Il giorno in cui Panama proverà a rifarsi la reputazione è già fissato: 26 giugno 2016. Si inaugura il raddoppio del Canale: una specie di «big bang»per la geo-economia di larga parte del continente americano, con effetti globali. Basti pensare solo ai traffici legati al petrolio o agli scambi commerciali tra Cina, Giappone e il resto del mondo.
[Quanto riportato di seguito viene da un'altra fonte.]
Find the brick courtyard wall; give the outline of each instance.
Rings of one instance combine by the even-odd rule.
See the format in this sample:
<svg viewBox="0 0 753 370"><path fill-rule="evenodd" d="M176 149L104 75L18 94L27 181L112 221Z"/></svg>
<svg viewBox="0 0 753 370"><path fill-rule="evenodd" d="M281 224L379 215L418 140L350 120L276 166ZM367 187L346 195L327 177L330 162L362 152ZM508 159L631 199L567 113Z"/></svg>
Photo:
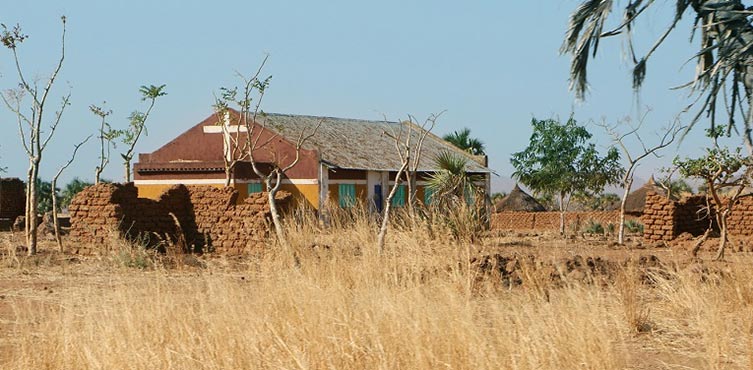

Il presidente Juan Carlos Varela non vuole sprecare l’occasione per uscire dall’ombra malevola del sospetto. I «Panama Papers» hanno svelato i meccanismi concreti di un sistema giuridico parallelo, fondato sulle società anonime confezionate dallo studio di avvocati «Mossack y Fonseca» e da altri, sui circuiti bancari e, probabilmente, su una corruzione pervasiva.

A quanto raccontano da Panama, Varela sta curando direttamente gli inviti da spedire ai Capi di stato e di governo. E si sta già concentrando sul discorso da pronunciare in diretta televisiva, parlando ai potenti della terra e ai 3 milioni e 800 mila concittadini che, dopo aver approvato il progetto del Grande Canale con un referendum nel 2006, si aspettano la ricaduta dei benefici.

Nei lavori c’è la mano degli italiani. La società Salini-Impregilo è la capofila di un consorzio internazionale che comprende gli spagnoli della Sacyr Vallehermoso, i belgi di Jean de Nul e la locale Constructora Urbana. L’opera è cominciata nell’agosto del 2009 e a fine maggio 2016 il consorzio consegnerà le chiavi del Terzo set di chiuse all’Autoridad del Canal de Panama. Il progetto si completa con un anno e quattro mesi di ritardo, sostanzialmente per la mancata puntualità dei pagamenti da parte dell’amministrazione panamense.

Il valore di partenza dell’appalto era pari a 3 miliardi e 356 milioni di euro: la quota parte dell’impresa italiana ammonta a un miliardo e 288 milioni. Il governo di Panama vi ha fatto fronte faticosamente anche grazie a prestiti consistenti accordati dagli istituti internazionali. Tra gli altri: 800 milioni di euro dalla Banca Giapponese per la Cooperazione internazionale e 500 milioni dalla Banca europea per gli investimenti.

E’ uno sforzo enorme considerata la scala di un Paese che può contare, giusto per avere un’idea, su un prodotto interno lordo di circa 40 miliardi di euro all’anno. Ma il ritorno atteso può cambiare la caratura di Panama: oggi il Canale frutta circa 2 miliardi di euro all’anno. Con il percorso aggiuntivo, le entrate saliranno quasi subito a 4-5 miliardi per poi assestarsi, nel giro di qualche anno, a quota 6-7 miliardi di euro. Sarebbe come immaginare una crescita del 5 per cento e poi del 10%, del 15% del pil all’anno: tassi di sviluppo alla cinese trapiantati in Centroamerica.

Il Nuovo Canale segue un tracciato in larga misura parallelo a quello esistente. Gli ingegneri hanno dovuto risolvere problemi molto complicati per consentire il passaggio delle grandi petroliere, delle enormi portacontainer, finora costrette a circumnavigare il continente. Il sistema delle chiuse in sequenza permette di innalzare il livello delle acque nella parte centrale dell’istmo, nel lago Gatun. Il fondale può superare i 15 metri: via libera e solo 120 minuti di tragitto per le grandi petroliere con un tonnellaggio triplo rispetto a quello delle imbarcazioni che oggi aspettano giorni prima di coprire gli 81 chilometri del Canale in 8-12 ore.

Non è ancora noto se il 26 giugno ad ascoltare Varela ci sarà anche Barack Obama. Il presidente americano visitò la storica chiusa di Miraflores proprio un anno fa, nel corso del Vertice delle Americhe. Gli Stati Uniti hanno costruito il Canale e sono ancora i garanti della sua sicurezza, come previsto in un Trattato che risale addirittura al 1901, anno del progetto, inaugurato poi nel 1914. Oggi, per l’amministrazione di Washington, Panama rimane, «papers» o non «papers», lo Stato-cerniera fondamentale per dare sostanza economica alla politica di apertura verso l’Oceano Pacifico e l’America Latina.